En bref : si l'on vous a dit d'éviter à vie les pépins, les graines et les cacahuètes, si l'on vous a prescrit des antibiotiques d'emblée, ou si l'on vous a fait jeûner plusieurs jours — sachez que ces trois conduites ont été abandonnées. La Haute Autorité de Santé recommande aujourd'hui, pour une diverticulite aiguë non compliquée et sans signe de gravité : un traitement symptomatique sans antibiotique en première intention, une alimentation non restrictive si elle est tolérée, et surtout aucune interdiction des fruits à coque, du maïs ou du popcorn. La prise en charge de la diverticulite a changé du tout au tout. Voici ce qu'il faut savoir en 2026.

Diverticulose et diverticulite : deux mots, deux réalités

C'est la confusion la plus fréquente, et elle est source d'angoisses inutiles.
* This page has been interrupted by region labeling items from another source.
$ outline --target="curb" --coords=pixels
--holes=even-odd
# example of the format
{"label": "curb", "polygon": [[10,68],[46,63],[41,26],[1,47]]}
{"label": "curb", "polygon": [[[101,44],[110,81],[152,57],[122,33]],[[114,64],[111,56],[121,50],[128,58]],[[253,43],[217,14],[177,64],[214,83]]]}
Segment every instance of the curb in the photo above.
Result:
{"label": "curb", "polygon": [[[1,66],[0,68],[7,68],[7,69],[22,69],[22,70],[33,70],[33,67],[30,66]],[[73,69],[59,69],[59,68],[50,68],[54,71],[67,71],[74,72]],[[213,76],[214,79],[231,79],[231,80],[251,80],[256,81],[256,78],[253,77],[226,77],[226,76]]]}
  • La diverticulose — la simple présence de diverticules : de petites hernies de la muqueuse à travers la paroi du côlon, surtout au niveau du sigmoïde. C'est une anomalie dégénérative liée à l'âge, et elle est asymptomatique dans la grande majorité des cas. Ce n'est pas une maladie : c'est un état.
  • La diverticulite — l'inflammation ou l'infection d'un ou plusieurs de ces diverticules. C'est la complication, et c'est elle qui fait mal.
Schéma d'une diverticulose : diverticules formés sur la paroi du côlon sigmoïde
La diverticulose : de petites hernies de la muqueuse à travers la paroi du côlon, le plus souvent sur le sigmoïde. Un état lié à l'âge, silencieux dans la plupart des cas.
Les chiffres qui rassurentLa diverticulose est rare avant 40 ans, mais concerne 50 à 70 % des personnes de plus de 70 ans : c'est la pathologie colique la plus fréquente des pays développés. Or seulement 10 à 25 % des porteurs développeront une diverticulite. Avoir des diverticules ne signifie donc pas que vous ferez une crise. Dans l'immense majorité des cas, ils resteront silencieux toute votre vie.

Reconnaître une poussée

  • Une douleur de la fosse iliaque gauche — le bas-ventre à gauche. C'est le signe cardinal, parce que les diverticules siègent surtout sur le côlon sigmoïde. On parle parfois d'« appendicite à gauche ».
  • De la fièvre, souvent modérée.
  • Des troubles du transit : constipation ou diarrhée, ballonnements.
  • Parfois des nausées, des troubles urinaires.
Diverticulite : inflammation et infection d'un diverticule du côlon sigmoïde
La diverticulite : un ou plusieurs diverticules s'enflamment ou s'infectent. La douleur siège typiquement dans la fosse iliaque gauche, souvent avec de la fièvre.
Un point capitalLe diagnostic ne peut pas être posé sur la clinique et la biologie seules. D'autres pathologies donnent le même tableau. C'est l'imagerie qui tranche — et elle est nécessaire à chaque épisode.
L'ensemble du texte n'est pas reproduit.